Был он на Кольском полуострове с другим известным писателем и корреспондентом Константином Симоновым. Вместе они добрались до передового наблюдательного пункта нашей артиллерии. На их глазах завязалась дуэль с немецкими пушками. Симонов описал этот эпизод: «После первой пристрелки снаряды один за другим стали ложиться то впереди, то сзади совсем близко от нас, дальнейшее пребывание на наблюдательном пункте представлялось не слишком приятным занятием. Тогда подполковник, повернувшись к нам, посоветовал спуститься вниз. Петров пожал плечами. «А для чего же мы шли? — сказал он. — Мы же для этого и шли».

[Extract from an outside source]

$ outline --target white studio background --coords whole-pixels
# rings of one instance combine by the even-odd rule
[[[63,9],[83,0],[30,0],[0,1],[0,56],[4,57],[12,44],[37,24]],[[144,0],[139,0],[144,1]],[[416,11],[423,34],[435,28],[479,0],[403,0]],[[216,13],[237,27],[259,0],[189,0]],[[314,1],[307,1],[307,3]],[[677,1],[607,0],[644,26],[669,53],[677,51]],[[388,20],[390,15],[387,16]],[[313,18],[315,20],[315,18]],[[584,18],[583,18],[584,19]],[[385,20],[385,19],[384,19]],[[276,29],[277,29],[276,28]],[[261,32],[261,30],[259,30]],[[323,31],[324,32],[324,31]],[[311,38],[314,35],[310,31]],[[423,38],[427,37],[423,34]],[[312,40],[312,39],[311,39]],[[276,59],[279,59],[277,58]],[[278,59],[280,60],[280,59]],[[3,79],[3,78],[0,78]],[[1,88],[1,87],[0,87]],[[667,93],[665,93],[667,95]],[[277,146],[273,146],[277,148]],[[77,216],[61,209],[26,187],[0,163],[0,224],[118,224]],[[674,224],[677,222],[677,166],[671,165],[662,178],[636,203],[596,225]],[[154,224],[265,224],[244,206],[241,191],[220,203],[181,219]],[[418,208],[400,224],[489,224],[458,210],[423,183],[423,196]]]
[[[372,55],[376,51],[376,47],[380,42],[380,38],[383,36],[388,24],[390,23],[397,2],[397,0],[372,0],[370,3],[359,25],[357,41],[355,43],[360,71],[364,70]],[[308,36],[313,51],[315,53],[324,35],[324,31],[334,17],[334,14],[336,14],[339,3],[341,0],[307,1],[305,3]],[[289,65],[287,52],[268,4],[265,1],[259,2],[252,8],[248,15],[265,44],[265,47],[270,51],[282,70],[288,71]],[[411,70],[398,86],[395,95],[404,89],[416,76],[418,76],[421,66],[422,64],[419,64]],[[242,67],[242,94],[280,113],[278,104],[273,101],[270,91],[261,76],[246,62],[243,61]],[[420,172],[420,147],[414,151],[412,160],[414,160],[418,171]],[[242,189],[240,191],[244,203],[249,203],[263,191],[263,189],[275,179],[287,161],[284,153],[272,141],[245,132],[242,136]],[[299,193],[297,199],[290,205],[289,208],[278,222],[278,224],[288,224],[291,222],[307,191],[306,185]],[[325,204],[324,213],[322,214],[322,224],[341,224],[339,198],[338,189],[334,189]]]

Один снаряд упал совсем близко от нас, второй-еще ближе впереди, и стереотрубист, флегматичный украинец, сказал ленивым голосом: «Ну вот, теперь он нас, значит, в вилку взял. Тот-сзади, этот — впереди, теперь акурат в нас будет». Но Петров и тогда не ушел с позиции и только рассмеялся этому спокойствию стереотрубиста. Дуэль вскоре была нашими выиграна.
Петров объездил весь фронт, от моря до моря. В 1942 году он загорелся идеей отправиться в осажденный Севастополь. Наши корабли ходили в темноте, но курсы были известны. Походы в Севастополь неизменно сопровождались налетами бомбардировщиков, суда караулили немецкие и итальянские подлодки, на транспорты наскакивали торпедные катера. А к этому добавьте мины и артиллерийские обстрелы. Расспросив моряков, Петров, не раз бывавший на передовой, представлял, что его ждет, но только укрепился в намерении попасть в Севастополь. Увещевания по поводу опасности он отвергал, считая, что должен рисковать для дела.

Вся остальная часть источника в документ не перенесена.